How did you find out about the fellowship?
Doing research about the program, I went through each tab on the school website. I saw the David Driskell tab, watched the video of his lecture, and that took me to the tab about scholarship, fellowship, etc. I was finally offered the fellowship as an incentive to help with the cost of attending the program and as recognition for my dedication and as an example to Dr. Driskell’s mission to “grow the field.” Before formally being offered the fellowship, I attended an artist talk at the Studio Museum in which Dr. Driskell discussed his artistic practice and curatorial work, and I thought, now that’s someone to whom I would like to be affiliated. He was smart, funny, and serious about his work and overall mission.
In his edited book, African American Visual Aesthetics: A Postmodernist View, the contributors write about the mission of “continuing the cultural legacy” of African American art. I asked Dr. Driskell what he meant by that and how does that manifest with one’s own work. What I took from his reply was to work from an honest and authentic place which every artist has a right to do; this has stayed with me, and I try to maintain this honesty and authenticity.
How has your life changed since you joined IDSVA?
My matriculation to IDSVA is one element of many changes in my life that progress me forward to a true self-consciousness and acceptance. This educational component challenges me everyday confronting me with the reality of determination and perseverance. It is character building, and I gain some serious knowledge, too.
Knowledge offers me the opportunity to decide what I want to use when I want to use it. My art is an ever evolving organism in which whatever comes into its path it subsumes. I have this idea that everything is usable, reusable and unusable, and in a new work that my performance collective Whitney Hunter[MEDIUM] is creating entitled, “Everything is up for grabs, nothing is sacred,” this is the philosophy of the piece. This, philosophy, I hope, works to keep me alert and aware of my environment and the objects that fall into and collide with it. I have a nickname that my close friends know me by, “Bigeye.” This is attributed to my keen observation skills. Some might call it my habit of staring, but staring has such a negative connotation.
Could you please say a bit about David Driskell, himself, and his time with us at Spannocchia?

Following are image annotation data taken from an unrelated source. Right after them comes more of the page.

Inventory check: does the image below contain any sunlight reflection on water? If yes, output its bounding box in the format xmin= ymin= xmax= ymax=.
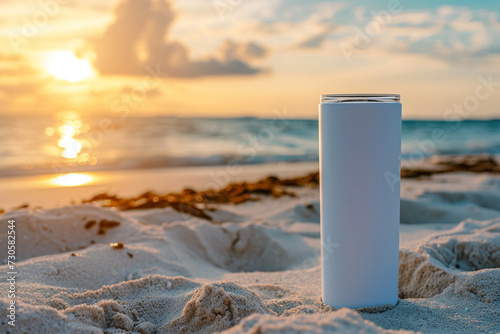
xmin=48 ymin=173 xmax=97 ymax=187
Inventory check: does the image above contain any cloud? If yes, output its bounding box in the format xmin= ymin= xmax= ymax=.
xmin=297 ymin=25 xmax=335 ymax=49
xmin=95 ymin=0 xmax=269 ymax=78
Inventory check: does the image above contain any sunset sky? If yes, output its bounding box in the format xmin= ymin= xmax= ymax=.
xmin=0 ymin=0 xmax=500 ymax=119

Our time with Dr. Driskell at Spannocchia was truly inspirational. It was wonderful to be able to talk to him about his first trips to West Africa, see his sketch journal from his travels nationally and internationally, and to see photos of his garden in Maine where he cultivates and harvests his herbs, fruits and vegetables. To introduce him for his lectures was anxiety ridden as I felt the pressure of presenting his biography in the best way possible in a very limited timeframe; he was gracious in later clarifying to me on a piece of biographical information, that I misrepresented. I feel a sense of pride to introduce myself as the 2013 Dr. David Driskell fellow, and as I said in introduction of Dr. Driskell, “I hope I make you proud.”